Granted, the kid is a lightning rod, and it's entirely of his making and by his choice. But to be honest, I'm perfectly capable of screwing up my own career without his help, thank you very much, and I've long since given up any hope of meshing well with the SFFGLBTWA crowd. Therefore, to answer the one readily answerable question: why Rebel Moon?

It's always hard to know where to start these sorts of explanations. Given that this is my blog, though, and I'm the editor, I'll just set my Time Machine for 30 years, drop in three dimes, and cue the sound-effects man...
SFX:  Time Machine noise, cross-fade
I've been called a polymath. I'm sure the people who've done so meant no insult, but I consider it a sort of psychological disorder. I've always been fascinated by so many things, and capable of doing so many things with a fairly high degree of success, that I've never found it necessary to really concentrate on or work hard at doing one thing, to the exclusion of all others.

The problem with this, of course, is that the absolute pinnacle of success is seemingly reserved only for the truly monomaniacal gonzo loons; the one-trick ponies, who may have just one trick, that's all they can do, but they turn that trick with pride.

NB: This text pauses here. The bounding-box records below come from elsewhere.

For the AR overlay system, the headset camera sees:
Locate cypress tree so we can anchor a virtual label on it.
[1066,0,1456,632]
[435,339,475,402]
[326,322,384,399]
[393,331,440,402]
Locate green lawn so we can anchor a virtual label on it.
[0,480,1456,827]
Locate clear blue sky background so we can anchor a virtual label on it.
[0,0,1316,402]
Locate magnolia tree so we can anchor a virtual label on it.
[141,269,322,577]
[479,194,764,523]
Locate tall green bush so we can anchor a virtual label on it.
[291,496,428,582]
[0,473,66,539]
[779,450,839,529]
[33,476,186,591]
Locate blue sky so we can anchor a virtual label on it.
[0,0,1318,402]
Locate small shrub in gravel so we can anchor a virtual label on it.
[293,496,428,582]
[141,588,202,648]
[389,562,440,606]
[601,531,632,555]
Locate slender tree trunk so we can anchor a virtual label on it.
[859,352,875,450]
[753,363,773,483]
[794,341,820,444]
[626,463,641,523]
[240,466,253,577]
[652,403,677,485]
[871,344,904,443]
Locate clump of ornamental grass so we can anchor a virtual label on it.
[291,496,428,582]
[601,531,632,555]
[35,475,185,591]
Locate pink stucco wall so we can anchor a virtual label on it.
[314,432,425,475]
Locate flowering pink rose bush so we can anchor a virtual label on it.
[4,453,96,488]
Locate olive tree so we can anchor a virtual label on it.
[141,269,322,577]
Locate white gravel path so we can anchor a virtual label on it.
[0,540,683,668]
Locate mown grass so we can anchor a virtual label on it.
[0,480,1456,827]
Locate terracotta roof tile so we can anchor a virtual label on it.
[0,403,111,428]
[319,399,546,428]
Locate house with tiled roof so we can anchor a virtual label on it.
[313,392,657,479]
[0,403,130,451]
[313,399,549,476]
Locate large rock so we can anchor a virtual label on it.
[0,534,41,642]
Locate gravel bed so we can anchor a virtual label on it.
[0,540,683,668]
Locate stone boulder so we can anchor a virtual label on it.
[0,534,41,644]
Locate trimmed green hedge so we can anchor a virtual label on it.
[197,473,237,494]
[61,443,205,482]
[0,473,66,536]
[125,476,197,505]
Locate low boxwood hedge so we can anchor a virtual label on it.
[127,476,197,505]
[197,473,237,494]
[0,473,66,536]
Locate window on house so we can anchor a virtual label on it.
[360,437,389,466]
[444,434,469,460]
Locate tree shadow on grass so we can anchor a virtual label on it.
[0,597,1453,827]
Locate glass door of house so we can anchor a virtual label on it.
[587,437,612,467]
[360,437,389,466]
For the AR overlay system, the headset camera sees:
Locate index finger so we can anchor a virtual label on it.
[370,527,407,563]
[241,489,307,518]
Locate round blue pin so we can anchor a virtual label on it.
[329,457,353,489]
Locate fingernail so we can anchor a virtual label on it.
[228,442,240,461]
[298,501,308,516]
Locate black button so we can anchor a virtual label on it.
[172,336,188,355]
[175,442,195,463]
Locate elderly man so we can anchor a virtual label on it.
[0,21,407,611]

I, on the other hand, am for lack of a better expression a Swiss Army Pony. And thirty years ago, taking a quick shortcut across the helix of time, I was living on a mattress in Santa Monica, writing songs and getting kicked out of record company A&R offices all over Los Angeles, working on a (thankfully, now lost) novel, drawing a comic strip, and writing scads of short stories, some of which I even tried to sell.
An aside: try to imagine a time before personal computers, email, or the ubiquitous Kinko's shops, when writers actually typed stories on paper, and then mailed the resulting typed-upon paper to editors, being sure to enclose a self-addressed stamped envelope, so that the editor might return said typed-upon paper if he or she chose not to buy it.*

So it would be right about this time, then, while Jim Baen was editing Galaxy magazine, that I discovered my first sign of editorial life: the words, "TOO 1940S-ISH, OLD HAT," hand-written in big fat letters on the first page of a manuscript that I'd sent to Galaxy.

Being a total naif, of course, I had no idea what an insult this was.

To be continued...

* I believe it was Ring Lardner who said, "A good many young writers make the mistake of enclosing a stamped, self-addressed envelope, big enough for the manuscript to come back in. This is too much of a temptation to the editor."